Nel panorama spesso asfittico della comicità contemporanea, ingessata da una prudenza linguistica che scambia la cautela per profondità etica, Checco Zalone si staglia come un corpo estraneo, quasi un residuo perturbante di una tradizione comica che non chiede permesso e non domanda assoluzioni. La sua è una comicità che disturba, che urta, che volutamente sconfina; ed è proprio in questo sconfinamento - deliberato, metodico, talvolta brutale - che risiede la sua forza più autentica. Un elogio del politicamente scorretto, oggi, non è un gesto di semplice provocazione: è un atto critico, quasi un esercizio di resistenza culturale.

Zalone incarna una maschera antica, benché travestita da italiano medio postmoderno: il cafone, l’inetto morale, l’uomo comune che, lungi dall’essere un modello, diventa uno specchio deformante. Il suo personaggio non predica, non redime, non educa; semmai smaschera. E lo fa attraverso una comicità che si nutre di scarti, di stereotipi, di frasi improponibili, di pensieri indicibili. Ma è proprio questa apparente adesione al peggio - al luogo comune, al pregiudizio, alla rozzezza - a produrre un effetto paradossale: Zalone non legittima il politicamente scorretto, lo espone. Lo porta alla luce, lo esaspera, lo rende ridicolo fino a svuotarlo.

Nel suo universo narrativo il razzismo, il sessismo, l’egoismo piccolo-borghese non sono mai bandiere ideologiche, bensì materiali comici grezzi, sottoposti a un processo di corrosione ironica. Il riso che ne scaturisce non è mai innocuo, ma nemmeno consolatorio: è un riso che costringe lo spettatore a riconoscere, dietro l’eccesso caricaturale, una verità scomoda. Ridiamo, spesso, perché ci riconosciamo.

Il politicamente corretto, con la sua grammatica normativa e il suo lessico sterilizzato, tende a rimuovere il conflitto, a occultare le fratture del reale sotto una patina di buone intenzioni. Zalone compie l’operazione opposta: riporta il conflitto al centro, lo esaspera, lo sbatte in faccia allo spettatore. Il suo linguaggio è deliberatamente scorretto perché solo nella scorrettezza può emergere l’ipocrisia diffusa, quella zona grigia in cui convivono valori proclamati e pratiche quotidiane ben meno edificanti.

In questo senso, la sua comicità si iscrive in una tradizione nobile, che va da Aristofane alla commedia dell’arte, fino a certa satira novecentesca capace di usare il riso come strumento di disvelamento. Come ogni grande maschera comica, Zalone dice ciò che non si può dire, proprio perché lo dice male, fuori luogo, con una sgrammaticatura morale che è la sua cifra stilistica. Il politicamente scorretto diventa così un mezzo: una lente d’ingrandimento sulle contraddizioni dell’Italia contemporanea, sulle sue paure, sui suoi autoinganni.
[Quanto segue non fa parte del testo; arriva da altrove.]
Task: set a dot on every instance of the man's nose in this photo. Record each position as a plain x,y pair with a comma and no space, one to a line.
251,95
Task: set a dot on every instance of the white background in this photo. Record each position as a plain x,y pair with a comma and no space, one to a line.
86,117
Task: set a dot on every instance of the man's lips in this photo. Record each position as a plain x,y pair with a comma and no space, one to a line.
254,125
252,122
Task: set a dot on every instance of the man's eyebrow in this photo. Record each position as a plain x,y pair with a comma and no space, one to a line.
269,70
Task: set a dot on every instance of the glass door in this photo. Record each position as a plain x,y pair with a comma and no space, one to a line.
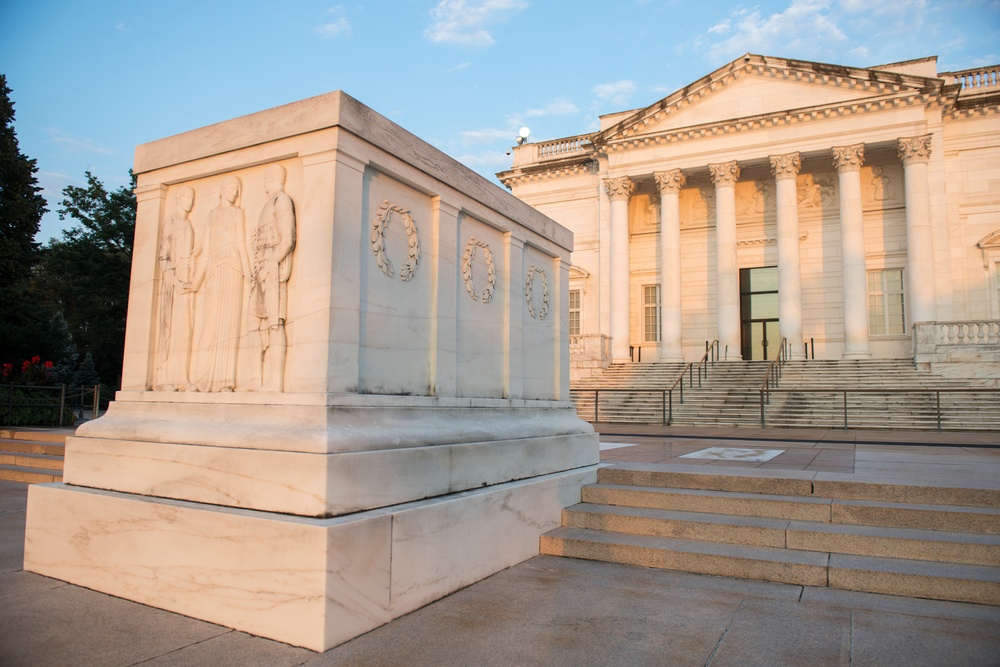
759,313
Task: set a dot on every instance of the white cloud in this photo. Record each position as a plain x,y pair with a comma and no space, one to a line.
338,26
720,28
78,144
554,108
481,136
614,92
807,28
465,22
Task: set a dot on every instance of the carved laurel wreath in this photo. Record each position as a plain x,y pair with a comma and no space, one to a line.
528,289
379,224
491,271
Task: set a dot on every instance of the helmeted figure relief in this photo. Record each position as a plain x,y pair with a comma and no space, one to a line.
882,188
270,252
812,193
224,268
176,258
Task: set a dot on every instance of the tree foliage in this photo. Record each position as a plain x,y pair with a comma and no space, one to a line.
86,272
27,327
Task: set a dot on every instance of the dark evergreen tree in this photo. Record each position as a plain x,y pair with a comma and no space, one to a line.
28,327
86,272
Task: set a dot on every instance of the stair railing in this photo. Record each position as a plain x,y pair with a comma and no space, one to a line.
772,377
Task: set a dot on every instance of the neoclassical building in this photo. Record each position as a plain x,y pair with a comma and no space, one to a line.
840,209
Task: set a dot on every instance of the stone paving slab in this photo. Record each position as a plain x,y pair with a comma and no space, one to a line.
545,611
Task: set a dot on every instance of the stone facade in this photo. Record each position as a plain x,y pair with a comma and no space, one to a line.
828,206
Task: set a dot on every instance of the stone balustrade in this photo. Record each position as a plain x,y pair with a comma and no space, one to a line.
976,80
968,349
563,147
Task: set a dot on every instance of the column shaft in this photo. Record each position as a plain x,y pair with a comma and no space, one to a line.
670,184
915,153
854,275
786,168
619,191
727,266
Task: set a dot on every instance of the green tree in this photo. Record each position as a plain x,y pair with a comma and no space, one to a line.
86,272
27,327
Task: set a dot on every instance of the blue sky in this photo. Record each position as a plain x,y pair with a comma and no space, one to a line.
91,80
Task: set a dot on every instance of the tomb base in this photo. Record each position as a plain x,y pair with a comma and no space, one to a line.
310,582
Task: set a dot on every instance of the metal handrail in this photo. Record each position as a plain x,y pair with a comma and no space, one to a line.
937,391
772,376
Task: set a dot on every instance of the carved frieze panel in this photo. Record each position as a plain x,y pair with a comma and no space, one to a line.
468,261
223,284
536,293
379,224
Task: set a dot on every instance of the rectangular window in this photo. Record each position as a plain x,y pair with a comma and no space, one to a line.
886,311
574,312
651,313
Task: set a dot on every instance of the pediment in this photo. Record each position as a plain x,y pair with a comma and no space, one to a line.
755,87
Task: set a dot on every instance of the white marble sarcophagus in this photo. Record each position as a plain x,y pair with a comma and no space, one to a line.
346,386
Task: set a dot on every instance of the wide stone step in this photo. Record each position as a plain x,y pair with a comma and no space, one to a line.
944,581
805,483
26,460
801,508
29,475
32,447
930,545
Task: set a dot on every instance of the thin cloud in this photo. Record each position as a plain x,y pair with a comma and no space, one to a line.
340,26
78,144
466,23
614,92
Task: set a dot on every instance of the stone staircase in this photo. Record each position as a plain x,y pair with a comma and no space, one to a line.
728,394
812,529
32,456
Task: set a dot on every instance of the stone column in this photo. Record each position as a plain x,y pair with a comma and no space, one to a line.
915,153
727,268
854,279
619,191
670,184
786,168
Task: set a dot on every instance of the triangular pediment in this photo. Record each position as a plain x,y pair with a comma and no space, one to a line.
755,87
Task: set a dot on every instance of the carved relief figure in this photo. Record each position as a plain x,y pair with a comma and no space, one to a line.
811,194
882,187
176,296
270,252
224,269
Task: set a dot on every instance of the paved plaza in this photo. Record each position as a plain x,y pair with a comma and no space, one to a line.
559,611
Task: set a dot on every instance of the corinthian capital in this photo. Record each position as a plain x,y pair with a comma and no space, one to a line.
786,166
915,149
725,174
848,158
619,188
670,182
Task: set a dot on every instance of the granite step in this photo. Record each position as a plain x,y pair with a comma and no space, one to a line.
891,576
29,475
913,544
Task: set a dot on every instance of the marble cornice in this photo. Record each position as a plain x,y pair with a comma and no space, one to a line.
779,119
547,171
877,82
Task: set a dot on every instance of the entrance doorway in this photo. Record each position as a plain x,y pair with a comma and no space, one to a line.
759,313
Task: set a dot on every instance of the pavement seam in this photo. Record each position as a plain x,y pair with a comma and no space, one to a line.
725,632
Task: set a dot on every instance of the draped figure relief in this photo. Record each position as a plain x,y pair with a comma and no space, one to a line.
270,247
224,266
177,273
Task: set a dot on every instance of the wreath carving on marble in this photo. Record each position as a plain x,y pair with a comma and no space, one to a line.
379,225
491,272
529,285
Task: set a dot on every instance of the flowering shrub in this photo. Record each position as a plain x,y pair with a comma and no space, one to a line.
33,372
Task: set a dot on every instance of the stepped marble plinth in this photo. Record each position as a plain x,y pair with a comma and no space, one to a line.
346,384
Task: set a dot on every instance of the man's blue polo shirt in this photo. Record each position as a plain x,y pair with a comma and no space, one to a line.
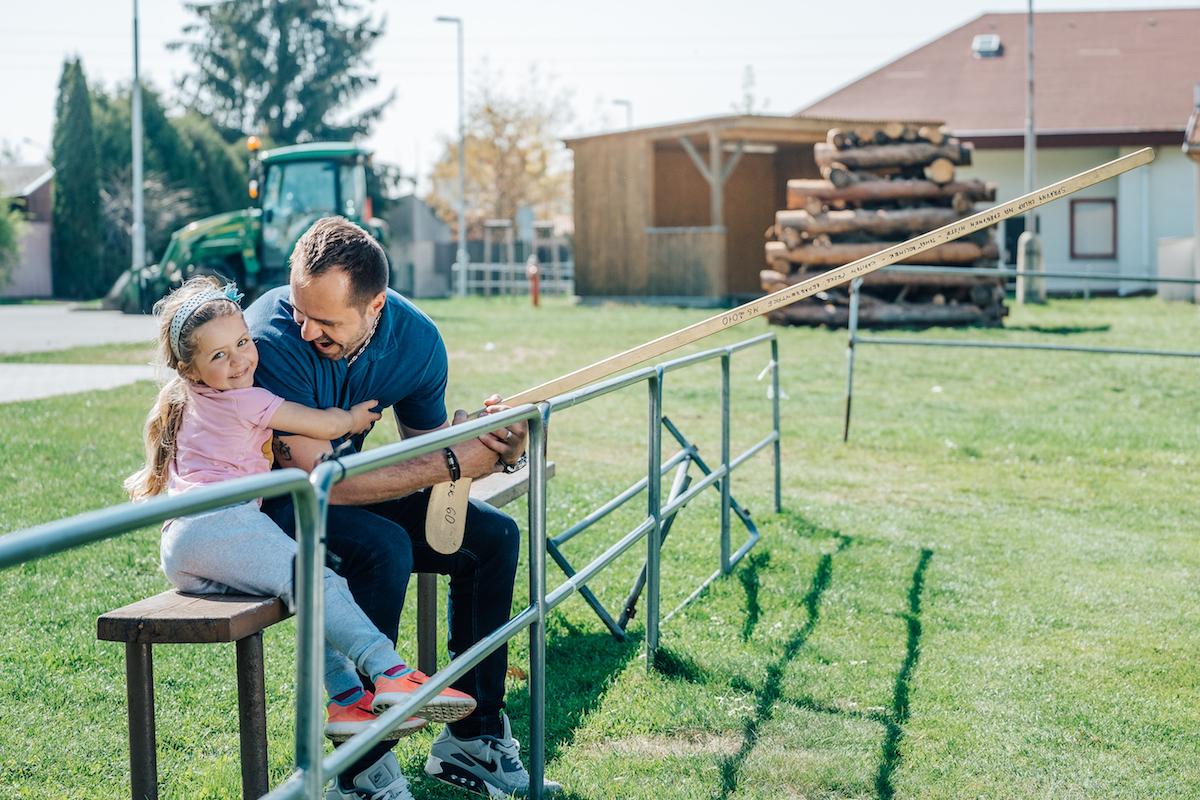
403,366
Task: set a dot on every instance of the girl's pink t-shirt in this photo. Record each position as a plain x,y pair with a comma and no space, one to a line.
223,434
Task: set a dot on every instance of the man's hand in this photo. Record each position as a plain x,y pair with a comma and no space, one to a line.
363,416
507,443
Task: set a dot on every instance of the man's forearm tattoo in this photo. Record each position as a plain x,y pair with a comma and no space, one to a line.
281,450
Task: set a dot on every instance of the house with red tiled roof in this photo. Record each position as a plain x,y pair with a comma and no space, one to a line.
1105,83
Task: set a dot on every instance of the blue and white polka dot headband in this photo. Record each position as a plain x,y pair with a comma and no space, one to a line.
228,292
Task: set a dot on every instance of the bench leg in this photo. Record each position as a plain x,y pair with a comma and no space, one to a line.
139,695
427,623
252,716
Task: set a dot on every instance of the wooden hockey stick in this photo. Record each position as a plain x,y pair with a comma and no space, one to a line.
448,501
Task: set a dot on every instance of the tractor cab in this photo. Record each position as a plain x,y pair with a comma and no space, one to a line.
292,187
299,185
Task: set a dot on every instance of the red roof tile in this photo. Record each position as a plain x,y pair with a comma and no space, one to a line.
1093,72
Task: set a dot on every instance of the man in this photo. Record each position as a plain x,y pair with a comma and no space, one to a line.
337,336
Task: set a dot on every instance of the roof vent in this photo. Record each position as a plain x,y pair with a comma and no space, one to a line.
987,46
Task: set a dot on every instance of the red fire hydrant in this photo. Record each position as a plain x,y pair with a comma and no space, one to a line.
534,281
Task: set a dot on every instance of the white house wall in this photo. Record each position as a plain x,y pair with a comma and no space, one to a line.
1156,202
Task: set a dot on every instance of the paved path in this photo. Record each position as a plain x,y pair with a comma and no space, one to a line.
23,382
58,326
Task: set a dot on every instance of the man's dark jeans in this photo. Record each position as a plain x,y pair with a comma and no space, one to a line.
378,547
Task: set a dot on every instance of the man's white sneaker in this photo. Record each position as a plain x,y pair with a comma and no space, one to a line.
487,765
381,781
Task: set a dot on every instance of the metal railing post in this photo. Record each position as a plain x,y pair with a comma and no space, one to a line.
653,501
852,324
310,511
537,450
725,463
779,433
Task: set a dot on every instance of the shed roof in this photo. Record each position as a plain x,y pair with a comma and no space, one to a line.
22,180
1095,72
766,128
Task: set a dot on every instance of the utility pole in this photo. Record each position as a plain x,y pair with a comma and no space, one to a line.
139,230
462,258
1029,248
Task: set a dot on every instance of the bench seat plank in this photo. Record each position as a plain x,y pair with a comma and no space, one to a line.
173,617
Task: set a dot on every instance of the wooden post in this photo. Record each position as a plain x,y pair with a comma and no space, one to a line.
252,716
139,695
715,185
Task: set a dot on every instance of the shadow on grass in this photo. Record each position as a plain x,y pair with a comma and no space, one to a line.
894,727
749,578
1060,330
580,663
771,690
893,720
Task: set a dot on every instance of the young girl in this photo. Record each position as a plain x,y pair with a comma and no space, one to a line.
211,423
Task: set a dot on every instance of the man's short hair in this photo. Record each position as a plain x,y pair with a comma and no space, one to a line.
337,244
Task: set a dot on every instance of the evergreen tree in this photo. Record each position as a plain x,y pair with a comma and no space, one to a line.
282,70
77,215
190,173
11,228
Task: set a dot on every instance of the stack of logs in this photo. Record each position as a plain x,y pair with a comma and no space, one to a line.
881,186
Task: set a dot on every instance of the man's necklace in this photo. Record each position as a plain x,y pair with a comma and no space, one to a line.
364,347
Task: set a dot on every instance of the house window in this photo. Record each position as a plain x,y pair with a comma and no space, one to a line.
1093,228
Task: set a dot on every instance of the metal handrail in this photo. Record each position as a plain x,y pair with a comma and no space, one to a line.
855,338
311,498
1001,272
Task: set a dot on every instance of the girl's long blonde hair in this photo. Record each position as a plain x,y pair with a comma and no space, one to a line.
162,422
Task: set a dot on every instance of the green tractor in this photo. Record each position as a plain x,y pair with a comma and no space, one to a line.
293,187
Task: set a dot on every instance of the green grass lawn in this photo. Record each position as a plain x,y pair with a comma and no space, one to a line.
989,591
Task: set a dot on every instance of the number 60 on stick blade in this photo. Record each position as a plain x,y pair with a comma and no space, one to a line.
447,512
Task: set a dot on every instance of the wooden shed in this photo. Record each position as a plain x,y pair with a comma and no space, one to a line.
677,212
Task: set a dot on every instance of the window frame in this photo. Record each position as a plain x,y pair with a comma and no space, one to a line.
1075,254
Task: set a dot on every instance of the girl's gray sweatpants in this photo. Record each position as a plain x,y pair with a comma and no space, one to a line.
240,551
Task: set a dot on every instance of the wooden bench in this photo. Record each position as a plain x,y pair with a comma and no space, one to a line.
175,618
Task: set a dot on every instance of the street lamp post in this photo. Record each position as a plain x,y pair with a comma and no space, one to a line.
139,229
629,110
462,258
1029,250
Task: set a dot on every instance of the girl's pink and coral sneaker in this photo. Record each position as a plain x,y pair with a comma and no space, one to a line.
345,721
449,705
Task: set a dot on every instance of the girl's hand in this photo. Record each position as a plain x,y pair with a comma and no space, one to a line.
363,416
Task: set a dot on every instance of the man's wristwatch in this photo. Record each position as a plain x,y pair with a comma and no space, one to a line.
519,464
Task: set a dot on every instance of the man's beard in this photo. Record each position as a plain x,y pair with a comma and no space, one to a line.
343,350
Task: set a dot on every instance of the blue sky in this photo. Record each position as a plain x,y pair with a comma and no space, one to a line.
670,60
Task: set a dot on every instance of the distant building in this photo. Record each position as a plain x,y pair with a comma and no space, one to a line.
29,187
676,212
420,248
1105,83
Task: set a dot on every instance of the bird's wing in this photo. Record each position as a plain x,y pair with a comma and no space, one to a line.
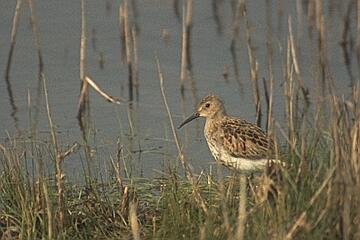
242,139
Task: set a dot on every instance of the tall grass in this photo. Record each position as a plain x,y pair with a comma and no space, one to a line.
316,197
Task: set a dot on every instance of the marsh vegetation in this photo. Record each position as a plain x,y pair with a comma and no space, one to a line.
315,126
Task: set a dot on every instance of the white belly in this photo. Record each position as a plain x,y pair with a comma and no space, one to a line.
240,164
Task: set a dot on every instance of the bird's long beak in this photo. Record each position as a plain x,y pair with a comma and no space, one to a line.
189,119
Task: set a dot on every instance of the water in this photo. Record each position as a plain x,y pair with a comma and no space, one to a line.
148,141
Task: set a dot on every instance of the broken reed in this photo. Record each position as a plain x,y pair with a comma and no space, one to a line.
128,32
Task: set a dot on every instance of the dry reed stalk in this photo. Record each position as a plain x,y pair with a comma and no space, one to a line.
299,19
83,105
121,21
301,219
183,52
321,42
215,9
14,27
223,204
136,61
235,26
358,31
117,167
36,34
241,221
253,71
83,100
59,176
268,87
48,211
310,16
289,95
109,98
135,229
188,22
128,45
294,62
183,160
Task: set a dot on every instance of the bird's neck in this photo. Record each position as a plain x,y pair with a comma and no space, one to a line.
217,115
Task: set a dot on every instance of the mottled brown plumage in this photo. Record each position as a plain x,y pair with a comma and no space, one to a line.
234,142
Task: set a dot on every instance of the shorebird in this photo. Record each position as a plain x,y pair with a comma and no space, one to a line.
234,142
Ed è in questa concezione che si configura la sua ultima creatura cinematografica: Buen camino.

Ecco perché l’indignazione rituale che spesso accompagna le sue uscite appare sterile, se non miope. Prendere Zalone alla lettera significa fraintendere radicalmente il dispositivo comico che egli mette in scena. Il suo personaggio non chiede di essere imitato, ma osservato; non propone un’etica, ma ne mette a nudo l’assenza. Il riso “scorretto” che suscita è un riso tragicamente consapevole, che nasce dalla frizione tra ciò che vorremmo essere e ciò che, molto più spesso, siamo.

In tempi in cui la comicità sembra dover chiedere il permesso di esistere, Checco Zalone rivendica il diritto all’eccesso, all’ambiguità, alla cattiva educazione come strumenti critici. E in questo gesto, apparentemente regressivo, si cela una lezione tutt’altro che banale: non c’è vera riflessione morale senza la possibilità dell’errore, dello scandalo, persino dell’offesa. Il politicamente scorretto, quando è consapevole e strutturato, non è il nemico dell’etica, ma il suo provocatorio alleato.